David Abrahams wrote:

> Gunter Winkler <guwi17_at_[hidden]> writes:
>
>> On Monday 20 June 2005 11:44, Ian McCulloch wrote:
>>> So, how about
>>>
>>> Vector<double> x; // default: forces 'safe' handling of aliases
>>> Vector<double, noalias> y; // fast: user takes responsibility for
>>> aliases
>>
>> This looks really good. Here both strategies are possible, the user has
>> the choice and it has a clear and short syntax. I vote for this version.
>
> It puts the information in the wrong place. Whether or not there will
> be aliasing in an expression depends on that expression, not on the
> types of the objects used in it. I'd rather have the notation that
> there is no aliasing as part of the expression so they don't get out
> of synch. Objects can come from anywhere -- imagine passing a
> vector<double,noalias> to a generic function.

As an author of a generic function, how do you know whether to use noalias()
or not?
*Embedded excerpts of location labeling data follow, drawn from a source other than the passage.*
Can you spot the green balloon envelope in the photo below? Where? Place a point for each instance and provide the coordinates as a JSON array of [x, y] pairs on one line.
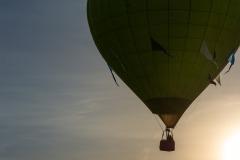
[[166, 50]]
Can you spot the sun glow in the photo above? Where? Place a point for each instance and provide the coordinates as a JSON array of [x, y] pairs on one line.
[[231, 148]]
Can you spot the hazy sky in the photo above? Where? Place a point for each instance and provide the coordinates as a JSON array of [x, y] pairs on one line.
[[58, 100]]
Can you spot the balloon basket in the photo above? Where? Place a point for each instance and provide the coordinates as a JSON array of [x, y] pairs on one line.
[[167, 144]]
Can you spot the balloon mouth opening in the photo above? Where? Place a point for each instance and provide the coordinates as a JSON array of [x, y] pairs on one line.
[[169, 109]]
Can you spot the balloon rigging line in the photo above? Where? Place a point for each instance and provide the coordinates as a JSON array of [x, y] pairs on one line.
[[158, 121]]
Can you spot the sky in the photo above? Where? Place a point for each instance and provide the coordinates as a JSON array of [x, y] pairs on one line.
[[58, 100]]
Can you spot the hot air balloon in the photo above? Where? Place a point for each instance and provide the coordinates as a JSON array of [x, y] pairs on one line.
[[165, 50]]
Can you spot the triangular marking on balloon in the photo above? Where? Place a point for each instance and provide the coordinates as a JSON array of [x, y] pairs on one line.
[[157, 47], [211, 80], [218, 79], [231, 59], [113, 75], [205, 51]]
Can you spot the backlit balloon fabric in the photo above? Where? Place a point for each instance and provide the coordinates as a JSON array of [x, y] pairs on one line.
[[155, 46]]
The interesting case is where there are one or more parameters
that may, or may not, be aliases. The function author cannot know how the
user is going to call their function! They would overwise have to write
two versions, one that uses noalias() and one that does not, and document
which to call.

Also, if the 'generic function' does not use noalias(), but has no aliasing
problems, you might want to avoid pessimistic code by using a vector type
that assumes no aliasing.

This issue seems very close to the question of whether overloading on
restricted pointers is allowed or not (for those C++ compilers that have
restrict as an extension). IIRC, there are compilers that implement both
semantics. Do you know what the experience there has been?